The oldest living West Point graduate passed away four months after returning to the academy to participate in its alumni review, nearly 85 years after he graduated.

Retired Lt. Gen. William Ely, who was the only remaining grad from the Class of 1933, died on Wednesday at his home in Delray Beach, Florida, according to a West Point Association of Graduates spokeswoman.

Ely, who was 105, will be interred at Arlington National Cemetery near Washington, D.C., said Kim McDermott, the association’s director of communications. He will be buried with his wife, Helen, who died in 2014.

Originally from Pennsylvania, Ely was commissioned as a second lieutenant in the Army Corps of Engineers after graduating from West Point in 1933. His assignments included civil works construction, military construction and troop duty with an engineer unit.

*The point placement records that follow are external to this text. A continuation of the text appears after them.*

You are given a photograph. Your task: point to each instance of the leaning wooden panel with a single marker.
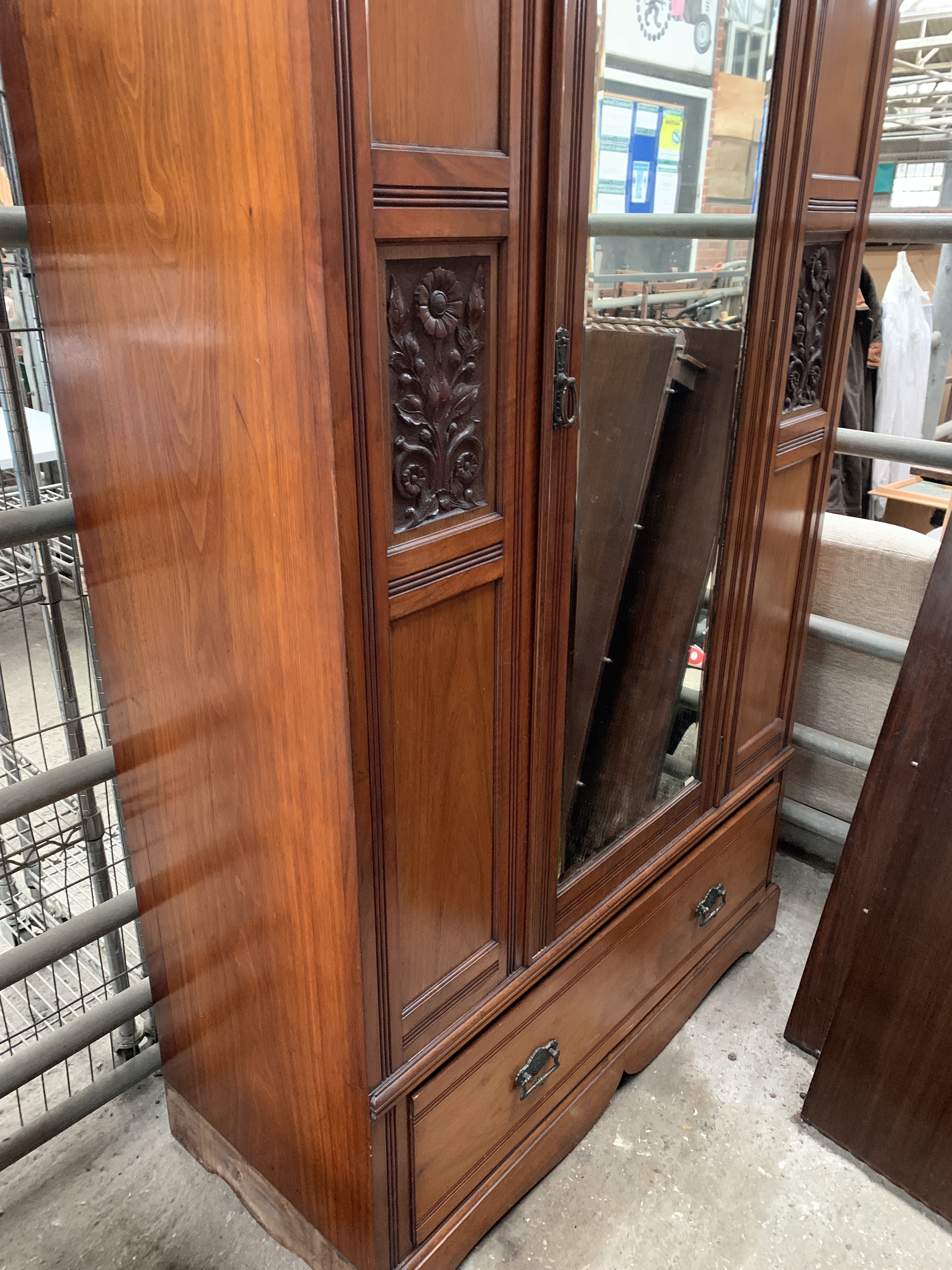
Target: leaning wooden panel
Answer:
(174, 249)
(626, 371)
(883, 956)
(682, 518)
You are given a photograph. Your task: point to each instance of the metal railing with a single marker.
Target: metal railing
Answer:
(73, 985)
(884, 228)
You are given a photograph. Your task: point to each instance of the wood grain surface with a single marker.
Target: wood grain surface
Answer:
(168, 166)
(881, 964)
(470, 1114)
(436, 73)
(682, 516)
(445, 727)
(622, 399)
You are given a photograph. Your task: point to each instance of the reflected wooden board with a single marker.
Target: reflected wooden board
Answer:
(626, 371)
(669, 566)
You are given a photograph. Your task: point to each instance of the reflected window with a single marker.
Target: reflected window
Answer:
(680, 128)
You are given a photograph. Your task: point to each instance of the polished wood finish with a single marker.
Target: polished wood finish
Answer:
(573, 1118)
(444, 656)
(895, 831)
(184, 315)
(625, 380)
(341, 729)
(436, 73)
(469, 1116)
(280, 1218)
(881, 963)
(828, 197)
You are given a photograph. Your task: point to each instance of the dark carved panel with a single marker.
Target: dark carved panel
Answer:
(809, 345)
(436, 315)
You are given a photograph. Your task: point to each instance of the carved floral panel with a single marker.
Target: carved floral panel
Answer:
(437, 386)
(808, 348)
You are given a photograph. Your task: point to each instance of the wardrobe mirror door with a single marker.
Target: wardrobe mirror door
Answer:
(680, 128)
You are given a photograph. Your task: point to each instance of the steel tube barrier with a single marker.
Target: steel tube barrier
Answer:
(79, 1105)
(66, 938)
(59, 783)
(32, 1061)
(23, 525)
(884, 228)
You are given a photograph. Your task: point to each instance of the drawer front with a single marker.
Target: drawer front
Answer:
(470, 1116)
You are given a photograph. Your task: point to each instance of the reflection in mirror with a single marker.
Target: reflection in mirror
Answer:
(681, 116)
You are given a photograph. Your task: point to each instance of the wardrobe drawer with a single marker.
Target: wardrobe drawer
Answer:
(473, 1113)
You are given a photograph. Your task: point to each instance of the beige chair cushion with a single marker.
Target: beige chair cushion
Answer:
(870, 575)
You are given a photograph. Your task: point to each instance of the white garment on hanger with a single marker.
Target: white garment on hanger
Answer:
(904, 370)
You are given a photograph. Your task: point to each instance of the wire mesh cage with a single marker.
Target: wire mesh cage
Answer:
(64, 859)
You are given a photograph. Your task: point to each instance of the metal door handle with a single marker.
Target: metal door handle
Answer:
(564, 383)
(537, 1061)
(712, 903)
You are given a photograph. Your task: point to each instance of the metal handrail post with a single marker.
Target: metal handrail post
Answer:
(91, 817)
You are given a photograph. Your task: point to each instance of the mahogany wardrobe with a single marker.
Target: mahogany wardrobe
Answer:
(450, 615)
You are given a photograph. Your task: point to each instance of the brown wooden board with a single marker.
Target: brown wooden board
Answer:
(682, 520)
(626, 371)
(881, 1088)
(899, 808)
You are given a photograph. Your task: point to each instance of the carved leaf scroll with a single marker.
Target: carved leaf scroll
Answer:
(439, 440)
(809, 343)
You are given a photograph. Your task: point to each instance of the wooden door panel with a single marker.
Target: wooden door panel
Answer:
(444, 665)
(840, 116)
(775, 592)
(440, 380)
(436, 73)
(437, 129)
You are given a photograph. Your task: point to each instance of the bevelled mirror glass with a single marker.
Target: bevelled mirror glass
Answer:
(681, 121)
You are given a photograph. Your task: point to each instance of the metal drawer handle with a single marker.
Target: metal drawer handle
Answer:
(712, 903)
(537, 1061)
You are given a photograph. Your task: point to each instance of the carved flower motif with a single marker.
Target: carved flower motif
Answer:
(819, 271)
(440, 303)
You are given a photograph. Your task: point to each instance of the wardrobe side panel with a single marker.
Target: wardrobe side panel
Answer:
(167, 155)
(846, 116)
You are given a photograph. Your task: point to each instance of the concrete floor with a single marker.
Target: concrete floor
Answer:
(701, 1161)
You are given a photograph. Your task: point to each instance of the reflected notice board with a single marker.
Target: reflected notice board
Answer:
(639, 155)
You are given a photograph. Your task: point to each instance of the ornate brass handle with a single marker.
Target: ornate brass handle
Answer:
(537, 1061)
(712, 903)
(564, 383)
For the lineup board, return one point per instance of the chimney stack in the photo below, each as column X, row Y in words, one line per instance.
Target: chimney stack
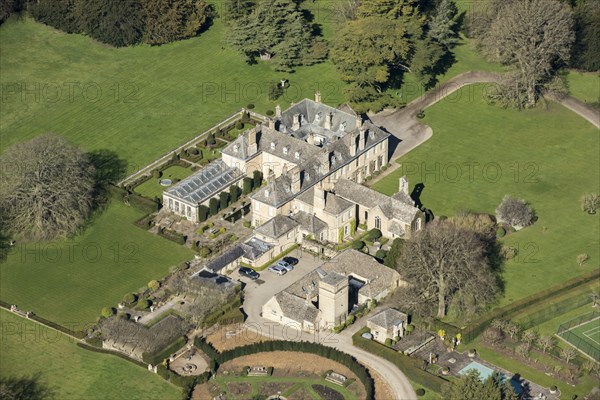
column 319, row 198
column 296, row 122
column 295, row 179
column 403, row 185
column 328, row 121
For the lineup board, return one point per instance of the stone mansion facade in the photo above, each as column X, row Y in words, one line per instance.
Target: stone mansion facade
column 314, row 158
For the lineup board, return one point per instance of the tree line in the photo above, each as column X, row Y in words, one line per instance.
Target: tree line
column 116, row 22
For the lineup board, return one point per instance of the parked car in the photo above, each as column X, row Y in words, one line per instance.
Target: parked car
column 290, row 260
column 278, row 269
column 283, row 264
column 249, row 272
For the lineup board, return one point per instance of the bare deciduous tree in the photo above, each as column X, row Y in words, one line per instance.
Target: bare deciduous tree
column 568, row 354
column 514, row 212
column 590, row 202
column 46, row 188
column 545, row 343
column 581, row 259
column 533, row 36
column 444, row 260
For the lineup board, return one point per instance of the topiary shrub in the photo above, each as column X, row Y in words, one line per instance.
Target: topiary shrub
column 129, row 298
column 358, row 244
column 153, row 284
column 380, row 254
column 500, row 232
column 107, row 312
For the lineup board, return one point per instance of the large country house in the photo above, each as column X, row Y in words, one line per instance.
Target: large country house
column 314, row 158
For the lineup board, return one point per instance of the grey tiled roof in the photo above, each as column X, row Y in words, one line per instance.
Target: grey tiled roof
column 388, row 318
column 391, row 207
column 205, row 183
column 350, row 262
column 309, row 222
column 254, row 248
column 277, row 226
column 225, row 259
column 296, row 308
column 333, row 204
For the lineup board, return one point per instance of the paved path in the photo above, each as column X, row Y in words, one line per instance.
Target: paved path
column 259, row 295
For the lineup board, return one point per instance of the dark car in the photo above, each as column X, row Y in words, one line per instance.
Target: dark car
column 249, row 272
column 290, row 260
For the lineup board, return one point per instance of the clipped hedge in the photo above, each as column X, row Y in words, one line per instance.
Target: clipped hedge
column 410, row 366
column 160, row 355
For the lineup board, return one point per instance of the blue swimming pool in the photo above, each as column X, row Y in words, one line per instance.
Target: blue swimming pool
column 484, row 372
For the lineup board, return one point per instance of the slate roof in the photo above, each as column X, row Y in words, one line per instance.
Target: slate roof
column 296, row 308
column 388, row 318
column 225, row 259
column 308, row 222
column 254, row 248
column 333, row 204
column 203, row 184
column 391, row 207
column 277, row 226
column 351, row 262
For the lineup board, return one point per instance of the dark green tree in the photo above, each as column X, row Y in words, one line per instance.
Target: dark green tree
column 247, row 185
column 213, row 205
column 223, row 200
column 115, row 22
column 234, row 193
column 256, row 179
column 202, row 213
column 170, row 20
column 586, row 48
column 59, row 14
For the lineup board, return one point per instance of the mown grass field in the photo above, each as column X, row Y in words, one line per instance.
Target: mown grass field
column 547, row 156
column 141, row 101
column 72, row 372
column 69, row 281
column 585, row 86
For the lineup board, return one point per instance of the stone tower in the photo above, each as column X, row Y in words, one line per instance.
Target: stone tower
column 333, row 300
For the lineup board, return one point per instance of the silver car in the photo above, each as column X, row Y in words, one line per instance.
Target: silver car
column 283, row 264
column 277, row 269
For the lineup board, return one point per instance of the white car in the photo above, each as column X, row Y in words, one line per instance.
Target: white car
column 277, row 269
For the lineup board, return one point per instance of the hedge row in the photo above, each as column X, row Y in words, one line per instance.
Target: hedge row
column 304, row 347
column 172, row 235
column 160, row 355
column 410, row 366
column 476, row 328
column 114, row 353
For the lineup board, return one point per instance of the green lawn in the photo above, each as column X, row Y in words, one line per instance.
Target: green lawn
column 69, row 282
column 295, row 385
column 139, row 101
column 548, row 156
column 74, row 373
column 152, row 187
column 585, row 86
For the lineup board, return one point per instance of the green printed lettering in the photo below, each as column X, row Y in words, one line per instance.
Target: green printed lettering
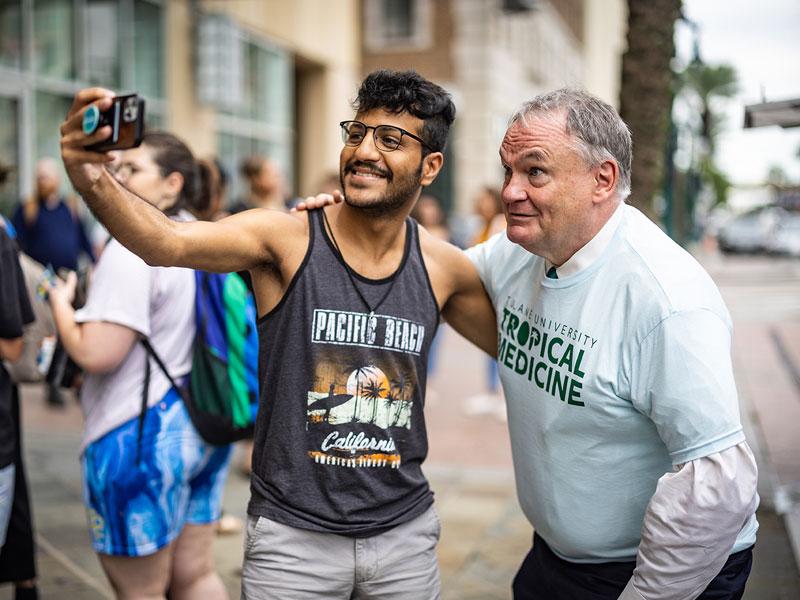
column 513, row 323
column 559, row 385
column 506, row 313
column 523, row 333
column 508, row 359
column 520, row 366
column 534, row 338
column 577, row 371
column 539, row 383
column 566, row 358
column 555, row 341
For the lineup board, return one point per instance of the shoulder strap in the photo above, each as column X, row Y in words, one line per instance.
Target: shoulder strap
column 151, row 351
column 145, row 392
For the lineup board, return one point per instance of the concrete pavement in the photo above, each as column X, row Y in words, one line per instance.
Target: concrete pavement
column 484, row 535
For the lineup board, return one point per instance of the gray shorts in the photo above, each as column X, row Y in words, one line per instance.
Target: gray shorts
column 286, row 563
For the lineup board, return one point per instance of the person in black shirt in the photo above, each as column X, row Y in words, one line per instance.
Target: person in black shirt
column 16, row 312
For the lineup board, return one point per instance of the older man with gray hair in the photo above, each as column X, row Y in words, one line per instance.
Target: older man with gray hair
column 614, row 353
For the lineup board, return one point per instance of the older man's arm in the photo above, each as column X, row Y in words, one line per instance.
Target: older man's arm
column 691, row 524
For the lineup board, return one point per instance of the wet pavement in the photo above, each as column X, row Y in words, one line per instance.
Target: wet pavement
column 484, row 535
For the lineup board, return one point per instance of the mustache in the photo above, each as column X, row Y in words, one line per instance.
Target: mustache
column 360, row 164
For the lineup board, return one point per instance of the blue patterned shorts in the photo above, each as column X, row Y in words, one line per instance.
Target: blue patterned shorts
column 136, row 509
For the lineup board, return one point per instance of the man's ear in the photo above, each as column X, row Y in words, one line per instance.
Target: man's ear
column 431, row 165
column 174, row 183
column 606, row 179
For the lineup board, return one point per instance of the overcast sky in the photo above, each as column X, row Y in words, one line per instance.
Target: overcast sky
column 761, row 40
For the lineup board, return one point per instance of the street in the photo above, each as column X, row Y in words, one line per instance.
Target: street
column 484, row 535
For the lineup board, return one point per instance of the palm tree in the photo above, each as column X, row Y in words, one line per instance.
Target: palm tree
column 360, row 370
column 373, row 391
column 707, row 82
column 645, row 93
column 390, row 400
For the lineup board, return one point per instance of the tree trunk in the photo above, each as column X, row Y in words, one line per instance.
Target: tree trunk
column 645, row 93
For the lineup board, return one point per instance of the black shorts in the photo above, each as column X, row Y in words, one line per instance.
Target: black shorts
column 545, row 576
column 17, row 558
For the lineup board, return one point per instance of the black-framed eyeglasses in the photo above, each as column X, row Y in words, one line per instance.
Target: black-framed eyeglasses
column 387, row 137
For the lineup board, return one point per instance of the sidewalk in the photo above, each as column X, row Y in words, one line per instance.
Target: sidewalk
column 484, row 535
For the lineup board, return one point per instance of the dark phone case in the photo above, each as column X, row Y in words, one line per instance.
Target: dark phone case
column 125, row 133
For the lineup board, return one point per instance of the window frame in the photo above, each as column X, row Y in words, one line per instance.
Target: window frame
column 376, row 38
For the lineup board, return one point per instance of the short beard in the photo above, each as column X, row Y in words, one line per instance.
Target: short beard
column 395, row 200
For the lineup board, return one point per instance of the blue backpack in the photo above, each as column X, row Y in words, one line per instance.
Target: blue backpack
column 222, row 395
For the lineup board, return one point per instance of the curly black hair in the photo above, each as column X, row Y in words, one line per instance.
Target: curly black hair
column 408, row 91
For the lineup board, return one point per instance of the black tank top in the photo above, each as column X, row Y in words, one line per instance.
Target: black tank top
column 340, row 435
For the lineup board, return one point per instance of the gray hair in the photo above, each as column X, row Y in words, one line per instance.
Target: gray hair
column 599, row 131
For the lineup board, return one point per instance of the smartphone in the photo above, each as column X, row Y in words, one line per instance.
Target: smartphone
column 47, row 276
column 126, row 118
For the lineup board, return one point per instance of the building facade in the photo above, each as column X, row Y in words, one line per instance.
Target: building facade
column 231, row 77
column 492, row 55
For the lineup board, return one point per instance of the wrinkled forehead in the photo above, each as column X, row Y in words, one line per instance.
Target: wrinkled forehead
column 540, row 135
column 381, row 116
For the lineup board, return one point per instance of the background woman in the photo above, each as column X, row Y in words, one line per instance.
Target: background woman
column 151, row 502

In a May interview with Army Times, Ely said he started out on the Mississippi River learning how to build bridges and levees, but then his Army career took him out to the Pacific.

“The most important job that I had was at Midway Island from 1938 to 1940, building an entrance channel into the harbor,” Ely said. “It was one of the most difficult bridging jobs the Corps of Engineers ever had. ... Here I was, a lieutenant in charge of about 300 or 400 civilians. It set the stage for my later assignments.”

The construction of the entrance channel paved the way for the Navy to build Naval Air Station Midway, roughly halfway between North America and Asia. Less than a year after the air station’s commissioning, the U.S. Navy would defeat Japanese forces at Midway in what many consider the pivotal naval battle of World War II.

Ely’s decorations include the Legion of Merit with one oak leaf cluster, the Silver Star and the Bronze Star, according to the Defense Department.

He was honored during West Point’s alumni review on May 23, where he laid a wreath at the academy’s Thayer Statue near the parade field in a ceremony leading up to graduation.

Ely told Army Times before the ceremony that it was going to be a “once-in-a-lifetime event.”